At this point you can see the printed information as follows. You can use the printout to determine whether the timing is correct and whether the timer is working.

sct calling h=ip_reass_tmr t=0 arg=0x2001548c
tcpip: ip_reass_tmr()
sys_timeout: 0x28213e48 abs_time=6223 handler=ip_reass_tmr arg=0x2001548c
sct calling h=etharp_tmr t=0 arg=0x20015498
tcpip: etharp_tmr()
sys_timeout: 0x28213e68 abs_time=6224 handler=etharp_tmr arg=0x20015498
sct calling h=ip_reass_tmr t=0 arg=0x2001548c
tcpip: ip_reass_tmr()
sys_timeout: 0x28213e48 abs_time=7223 handler=ip_reass_tmr arg=0x2001548c
sct calling h=etharp_tmr t=0 arg=0x20015498
tcpip: etharp_tmr()
sys_timeout: 0x28213e68 abs_time=7224 handler=etharp_tmr arg=0x20015498
sct calling h=ip_reass_tmr t=0 arg=0x2001548c
tcpip: ip_reass_tmr()
sys_timeout: 0x28213e48 abs_time=8223 handler=ip_reass_tmr arg=0x2001548c
sct calling h=ip_reass_tmr t=0 arg=0x2001548c
tcpip: ip_reass_tmr()
sys_timeout: 0x28213e48 abs_time=16223 handler=ip_reass_tmr arg=0x2001548c
sct calling h=etharp_tmr t=0 arg=0x20015498
tcpip: etharp_tmr()
sys_timeout: 0x28213e68 abs_time=16224 handler=etharp_tmr arg=0x20015498

3. Summary ​

Focus on understanding the timer's timeout judgment algorithm.
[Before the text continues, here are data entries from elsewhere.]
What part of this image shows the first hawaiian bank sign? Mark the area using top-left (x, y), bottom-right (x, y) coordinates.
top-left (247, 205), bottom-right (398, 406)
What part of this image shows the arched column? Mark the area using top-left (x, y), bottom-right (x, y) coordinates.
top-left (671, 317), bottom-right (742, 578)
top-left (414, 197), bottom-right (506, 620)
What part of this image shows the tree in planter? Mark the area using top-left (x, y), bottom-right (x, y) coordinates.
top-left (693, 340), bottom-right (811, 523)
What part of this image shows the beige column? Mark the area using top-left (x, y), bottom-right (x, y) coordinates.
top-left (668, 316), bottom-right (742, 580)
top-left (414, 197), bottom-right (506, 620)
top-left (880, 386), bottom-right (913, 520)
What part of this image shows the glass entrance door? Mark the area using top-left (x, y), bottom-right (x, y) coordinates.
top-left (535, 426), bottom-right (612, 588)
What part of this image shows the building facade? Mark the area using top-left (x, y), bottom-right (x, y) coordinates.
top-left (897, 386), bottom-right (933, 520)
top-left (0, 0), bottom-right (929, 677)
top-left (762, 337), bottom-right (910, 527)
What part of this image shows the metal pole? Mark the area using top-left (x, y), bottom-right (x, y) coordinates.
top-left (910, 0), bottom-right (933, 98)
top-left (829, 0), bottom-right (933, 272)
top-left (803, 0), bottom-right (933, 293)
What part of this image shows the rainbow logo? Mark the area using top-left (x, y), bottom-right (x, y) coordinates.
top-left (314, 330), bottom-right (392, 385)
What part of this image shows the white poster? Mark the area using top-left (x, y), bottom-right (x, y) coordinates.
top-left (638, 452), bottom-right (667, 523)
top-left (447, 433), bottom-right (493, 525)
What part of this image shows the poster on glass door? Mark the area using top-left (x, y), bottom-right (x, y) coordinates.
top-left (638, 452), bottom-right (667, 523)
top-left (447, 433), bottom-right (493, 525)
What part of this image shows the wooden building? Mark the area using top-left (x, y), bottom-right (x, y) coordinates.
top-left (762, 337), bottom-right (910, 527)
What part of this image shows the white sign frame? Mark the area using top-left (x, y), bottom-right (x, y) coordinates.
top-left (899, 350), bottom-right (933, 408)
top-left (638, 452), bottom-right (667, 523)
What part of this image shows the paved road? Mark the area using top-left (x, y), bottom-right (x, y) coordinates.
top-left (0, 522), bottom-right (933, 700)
Note that the timer is a one-time timer and will be deleted after each timeout. It needs to be recreated. This requires attention, and attention should be paid to the impact of frequent creation and deletion on heap management.

Understand the configuration of the timing period of the built-in timer and how to debug the timer.